Richard Horwitz is a past president of the Road Map Collectors Association and maintains about 12,000 paper road maps in his personal collection in the basement of his home in Somerset, N.J. (pop. 22,083).

Among his collection is a Sinclair Oil Co. map that he studied at age 10 during a family vacation to Miami Beach, Fla.

Carefully unfolding the map of Florida, Horwitz recalls sitting in the backseat of his family’s 1950 Buick sedan while helping his father navigate a succession of state highways from their home in Chicago. The trip was going well until, somewhere near the Florida Everglades, Horwitz directed his dad on an unauthorized detour to a Seminole Indian reservation that the youngster wanted to visit.

“I got fired,” Horwitz recalls with a smile.

Even so, the short-lived navigational experience sparked his lifelong love of maps. Now 71, Horwitz shares his passion for road maps with fellow collectors and others who appreciate the foldable navigational tool.

“They once made these great little maps,” he says of oil companies such as Sinclair, Gulf, Shell, Esso, Sunoco and Chevron. “You get attached.”

Beginning in the early 1900s, gasoline stations provided free paper maps to increase business and customer loyalty as millions of Americans embarked on road trips during the advent of affordable automobiles. Automobile clubs joined in, along with state and provincial governments promoting their scenic, historic and cultural wonders.

Horwitz’s fascination with maps was further fueled while he attended Indiana University-Bloomington during the early 1960s. As a college student, he drove more than a dozen times from Indiana to California where his parents had relocated. “I got a credit card from a different oil company for each trip and collected road maps from that company all along the way,” recalls Horwitz, who went on to travel much of nation as an Associated Press photo editor.

His passion for collecting maps is less about travel, however, than about his appreciation for their graphic design.

His favorite maps were distributed during the 1920s and 1930s and feature detailed, interesting and sometimes puzzling cover illustrations of tourist attractions and gas stations. For instance, a 1933 Sinclair map features a drawing of a brontosaurus dinosaur roaming the Indiana countryside flanked by a train, airplane and battleship.

Horwitz spends hours studying map covers and has written for the Road Map Collectors Association newsletter on topics such as the story behind Esso’s “Happy Motoring” slogan. He also helped mobilize the group’s 2004 letter-writing campaign chiding syndicated columnist Heloise for suggesting readers wrap gifts in old road maps.

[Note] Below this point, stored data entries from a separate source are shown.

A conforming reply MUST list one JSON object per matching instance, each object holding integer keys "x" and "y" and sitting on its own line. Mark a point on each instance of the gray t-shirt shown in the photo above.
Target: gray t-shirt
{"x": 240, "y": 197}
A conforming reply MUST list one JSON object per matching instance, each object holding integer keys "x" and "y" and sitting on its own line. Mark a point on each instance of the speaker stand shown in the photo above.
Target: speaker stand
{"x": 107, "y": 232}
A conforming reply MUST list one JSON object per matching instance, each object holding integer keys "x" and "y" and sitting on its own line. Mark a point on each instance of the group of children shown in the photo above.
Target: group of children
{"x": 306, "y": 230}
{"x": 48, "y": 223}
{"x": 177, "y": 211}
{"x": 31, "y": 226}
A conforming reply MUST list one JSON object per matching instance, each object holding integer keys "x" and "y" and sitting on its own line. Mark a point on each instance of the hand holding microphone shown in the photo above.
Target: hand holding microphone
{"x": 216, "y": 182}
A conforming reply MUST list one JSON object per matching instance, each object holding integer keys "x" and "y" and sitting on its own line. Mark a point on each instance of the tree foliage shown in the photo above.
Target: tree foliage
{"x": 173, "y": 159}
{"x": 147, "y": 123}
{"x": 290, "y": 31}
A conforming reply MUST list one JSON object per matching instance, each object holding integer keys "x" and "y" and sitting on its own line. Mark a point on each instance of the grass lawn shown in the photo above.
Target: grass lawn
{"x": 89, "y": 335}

Most collectors specialize in categories such as AAA maps, official state maps or, like Horwitz, those distributed by oil companies until the mid-1970s.

Organized in 1994, the Road Map Collectors Association has about 250 members worldwide, according to Horwitz, now the group’s membership chief. Collectors, who once explored antique stores and collectible shows for vintage road maps, today can search online for navigational treasures on eBay.

While the most valuable maps sell for as much as $50, “people don’t collect road maps for appreciation in value, the way they do stamps or coins,” Horwitz says.

Collectors often have a family member who owned a gas station, enjoy tracing the development of the nation’s roads, or keep maps as travel mementos, says Walt Wimer, 73, an oil company history buff and association board member. “Our most active members are men who traveled with their families in post-war auto travel boom years,” Wimer says.

Today, printed road maps increasingly are displaced by websites operated by businesses such as MapQuest and Google Maps, or by GPS devices and built-in navigation on smartphones. Even Horwitz owns a GPS, but only to supplement his paper AAA maps.

“GPS devices are great for getting you from point to point,” Horwitz says, “but they’re not going to tell you about the tourist attraction that might just be a few miles off to the side. For planning and broader perspective, nothing beats a road map.”